The 13 voting director seats are each assigned to a stakeholder class, representing either a power producer stakeholder (utility or independent power producer), a power consumer stakeholder (resident, business, or environmental), or an independent perspective (unaffiliated individual) within the Railbelt. The seats are further designated by more specific characteristics of their stakeholder class, as allowed under ERO regulations. These divisions demarcate interests and are based in part, on their role in grid operations and their interests in reliability standards and integrated resource planning. See the RRC’s ERO application for more detail. 
 

In all, the board includes:

  • 4 seats designated to electric utility cooperatives in acknowledgment of the utilities’ vital role in grid operations and planning, with each of the Railbelt’s four electric utilities cooperatives (Homer Electric Association, Inc.; Chugach Electric Association, Inc.; Matanuska Electric Association, Inc.; and Golden Valley Electric Association, Inc.;) appointing a director for one of the seats. These utility seats represent both the producer and the consumer stakeholder groups.
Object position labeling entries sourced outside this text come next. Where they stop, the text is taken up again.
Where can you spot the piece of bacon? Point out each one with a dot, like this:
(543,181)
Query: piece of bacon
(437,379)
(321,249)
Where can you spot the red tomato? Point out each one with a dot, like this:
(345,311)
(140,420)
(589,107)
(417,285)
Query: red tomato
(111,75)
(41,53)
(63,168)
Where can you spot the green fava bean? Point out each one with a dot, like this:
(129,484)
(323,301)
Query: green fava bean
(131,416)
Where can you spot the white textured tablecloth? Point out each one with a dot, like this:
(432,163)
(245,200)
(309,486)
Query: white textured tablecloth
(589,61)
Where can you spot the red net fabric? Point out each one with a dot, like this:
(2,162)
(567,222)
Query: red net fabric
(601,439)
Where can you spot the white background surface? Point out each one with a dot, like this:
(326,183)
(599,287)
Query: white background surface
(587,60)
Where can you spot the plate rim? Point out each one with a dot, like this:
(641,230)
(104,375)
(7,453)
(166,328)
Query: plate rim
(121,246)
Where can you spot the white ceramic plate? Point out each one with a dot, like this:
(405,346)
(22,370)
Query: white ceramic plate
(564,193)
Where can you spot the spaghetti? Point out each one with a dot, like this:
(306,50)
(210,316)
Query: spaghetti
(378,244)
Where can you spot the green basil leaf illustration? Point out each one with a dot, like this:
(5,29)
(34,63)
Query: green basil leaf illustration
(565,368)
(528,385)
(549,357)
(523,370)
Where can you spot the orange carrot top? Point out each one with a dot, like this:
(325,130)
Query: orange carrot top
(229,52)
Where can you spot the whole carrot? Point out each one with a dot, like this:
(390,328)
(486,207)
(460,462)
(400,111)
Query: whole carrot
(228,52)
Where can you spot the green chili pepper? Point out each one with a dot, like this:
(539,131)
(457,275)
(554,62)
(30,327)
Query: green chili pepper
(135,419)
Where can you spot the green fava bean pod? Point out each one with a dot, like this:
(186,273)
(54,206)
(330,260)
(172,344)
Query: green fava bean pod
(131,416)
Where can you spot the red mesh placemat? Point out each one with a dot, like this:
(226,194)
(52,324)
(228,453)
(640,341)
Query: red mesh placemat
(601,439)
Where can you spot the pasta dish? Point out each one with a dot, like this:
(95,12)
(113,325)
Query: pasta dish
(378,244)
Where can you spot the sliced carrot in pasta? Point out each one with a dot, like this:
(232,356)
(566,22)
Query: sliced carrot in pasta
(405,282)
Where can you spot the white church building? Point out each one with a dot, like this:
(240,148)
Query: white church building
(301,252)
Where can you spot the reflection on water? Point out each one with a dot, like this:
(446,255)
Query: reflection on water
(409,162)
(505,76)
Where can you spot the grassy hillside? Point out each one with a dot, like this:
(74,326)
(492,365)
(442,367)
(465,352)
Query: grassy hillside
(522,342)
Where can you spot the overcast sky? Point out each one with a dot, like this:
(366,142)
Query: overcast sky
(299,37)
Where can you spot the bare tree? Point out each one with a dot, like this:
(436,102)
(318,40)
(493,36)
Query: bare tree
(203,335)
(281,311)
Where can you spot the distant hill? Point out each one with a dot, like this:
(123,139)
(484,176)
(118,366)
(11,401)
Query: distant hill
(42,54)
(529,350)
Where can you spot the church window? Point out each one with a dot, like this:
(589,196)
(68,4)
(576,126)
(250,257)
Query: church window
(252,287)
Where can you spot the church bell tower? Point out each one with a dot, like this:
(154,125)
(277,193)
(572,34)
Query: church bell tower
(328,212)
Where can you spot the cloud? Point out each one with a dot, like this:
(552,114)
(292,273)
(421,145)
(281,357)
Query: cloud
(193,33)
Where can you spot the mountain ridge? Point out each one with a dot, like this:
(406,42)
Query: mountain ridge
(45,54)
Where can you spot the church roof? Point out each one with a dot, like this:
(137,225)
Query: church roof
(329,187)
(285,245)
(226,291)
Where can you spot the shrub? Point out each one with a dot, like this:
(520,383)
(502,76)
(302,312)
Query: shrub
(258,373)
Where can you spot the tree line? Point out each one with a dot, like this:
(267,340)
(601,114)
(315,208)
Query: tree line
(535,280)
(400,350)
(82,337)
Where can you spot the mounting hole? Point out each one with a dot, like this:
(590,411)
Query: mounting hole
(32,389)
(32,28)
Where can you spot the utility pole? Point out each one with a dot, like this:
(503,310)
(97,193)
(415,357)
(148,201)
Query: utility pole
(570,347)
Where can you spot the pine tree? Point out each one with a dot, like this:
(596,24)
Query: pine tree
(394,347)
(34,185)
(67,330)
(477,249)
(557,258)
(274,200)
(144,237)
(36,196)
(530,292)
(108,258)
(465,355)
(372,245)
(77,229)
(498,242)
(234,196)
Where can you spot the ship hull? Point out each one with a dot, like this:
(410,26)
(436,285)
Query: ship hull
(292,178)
The RRC’s ERO application provides more information (pp. 29-30) about how this is reflected in the Board balance.
  • 1 seat designated to the Railbelt’s single municipal electric utility, with the City of Seward appointing a director for the seat.
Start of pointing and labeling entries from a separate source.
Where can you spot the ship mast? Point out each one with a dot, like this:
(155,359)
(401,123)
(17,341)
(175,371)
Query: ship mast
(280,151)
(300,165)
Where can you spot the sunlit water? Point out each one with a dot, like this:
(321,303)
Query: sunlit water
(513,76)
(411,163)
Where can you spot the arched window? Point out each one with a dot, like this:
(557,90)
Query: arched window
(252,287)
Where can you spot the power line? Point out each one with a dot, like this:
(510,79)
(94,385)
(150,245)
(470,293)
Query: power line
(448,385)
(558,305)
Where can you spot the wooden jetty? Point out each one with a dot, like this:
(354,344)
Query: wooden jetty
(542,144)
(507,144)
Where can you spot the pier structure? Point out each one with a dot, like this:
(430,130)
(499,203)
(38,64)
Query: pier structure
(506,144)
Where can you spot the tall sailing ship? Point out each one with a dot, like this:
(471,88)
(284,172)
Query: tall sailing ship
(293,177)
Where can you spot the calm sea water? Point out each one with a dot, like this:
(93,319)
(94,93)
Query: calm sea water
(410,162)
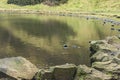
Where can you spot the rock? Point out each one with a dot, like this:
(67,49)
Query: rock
(64,72)
(44,75)
(87,73)
(18,68)
(105,55)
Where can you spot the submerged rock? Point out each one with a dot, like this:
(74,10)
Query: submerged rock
(17,68)
(61,72)
(64,72)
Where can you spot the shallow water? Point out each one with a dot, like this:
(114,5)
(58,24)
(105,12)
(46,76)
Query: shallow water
(51,40)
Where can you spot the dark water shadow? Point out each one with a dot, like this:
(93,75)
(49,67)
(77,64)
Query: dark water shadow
(44,29)
(34,54)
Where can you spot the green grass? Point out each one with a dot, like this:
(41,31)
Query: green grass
(107,6)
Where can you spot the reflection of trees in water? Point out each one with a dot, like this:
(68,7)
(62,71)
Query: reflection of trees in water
(100,30)
(35,54)
(45,29)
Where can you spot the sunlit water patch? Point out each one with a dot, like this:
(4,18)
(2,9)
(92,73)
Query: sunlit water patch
(51,40)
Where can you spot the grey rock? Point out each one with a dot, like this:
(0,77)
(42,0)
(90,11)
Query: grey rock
(87,73)
(18,68)
(64,72)
(44,75)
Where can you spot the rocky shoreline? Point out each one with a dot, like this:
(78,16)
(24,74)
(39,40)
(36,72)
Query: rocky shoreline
(105,65)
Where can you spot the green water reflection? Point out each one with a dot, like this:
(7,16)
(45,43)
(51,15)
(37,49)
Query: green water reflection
(40,39)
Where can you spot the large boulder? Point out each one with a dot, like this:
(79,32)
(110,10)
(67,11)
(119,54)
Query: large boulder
(106,55)
(17,68)
(44,74)
(87,73)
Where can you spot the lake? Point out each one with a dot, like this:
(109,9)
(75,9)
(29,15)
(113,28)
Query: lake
(52,40)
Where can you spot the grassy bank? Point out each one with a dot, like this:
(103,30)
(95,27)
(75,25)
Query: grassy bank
(100,7)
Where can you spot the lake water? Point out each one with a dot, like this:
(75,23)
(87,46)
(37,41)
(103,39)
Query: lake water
(51,40)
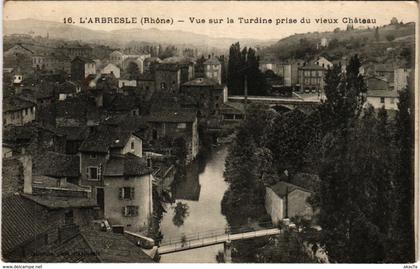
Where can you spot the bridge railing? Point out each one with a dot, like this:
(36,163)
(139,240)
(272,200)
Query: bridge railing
(214,233)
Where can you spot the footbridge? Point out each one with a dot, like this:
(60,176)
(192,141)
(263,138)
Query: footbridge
(212,237)
(291,102)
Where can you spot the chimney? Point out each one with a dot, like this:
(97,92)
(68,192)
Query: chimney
(118,229)
(26,161)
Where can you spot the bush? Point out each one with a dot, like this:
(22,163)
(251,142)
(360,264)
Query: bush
(390,37)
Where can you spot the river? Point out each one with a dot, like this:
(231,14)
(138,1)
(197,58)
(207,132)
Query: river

  • 1 seat designated to a distribution-only power provider, with Doyon Utilities (currently the only such provider in the Railbelt) appointing the seat director.
  • 1 seat designated to the State of Alaska as a power provider and transmission owner that is not a utility, with the Alaska Energy Authority, appointing the seat director.
  • 2 seats assigned to independent power producers, in recognition of the increasing number and role of these power providers on the Railbelt grid, the Alaska Independent Power Producer Association (AIPPA) appointing the seat directors.
  • 1 seat assigned to residential and small commercial power consumers, with a group of up to 15 residential and small commercial power consumers appointing the director.
  • 1 seat assigned to large commercial and industrial power consumers, with a group of up to 15 large commercial and industrial power consumers appointing the director.
  • 1 seat assigned to consumers with environmental advocacy as their leading policy priority, with a group of such consumers appointing the director.
  • 1 seat assigned to an independent person unaffiliated with a grid entity, recruited in a public process and appointed by the RRC board.

In this manner, every director is appointed by an entity or group, as applicable, of the stakeholder class that the director is tasked with representing on the RRC board. Because the board seats represent stakeholder classes, each director is required to have experience with and understand the issues and concerns of their stakeholder class. Providing the appointees meet this requirement and basic qualifications, they are not subject to additional approvals by the RRC once appointed by the entities or groups.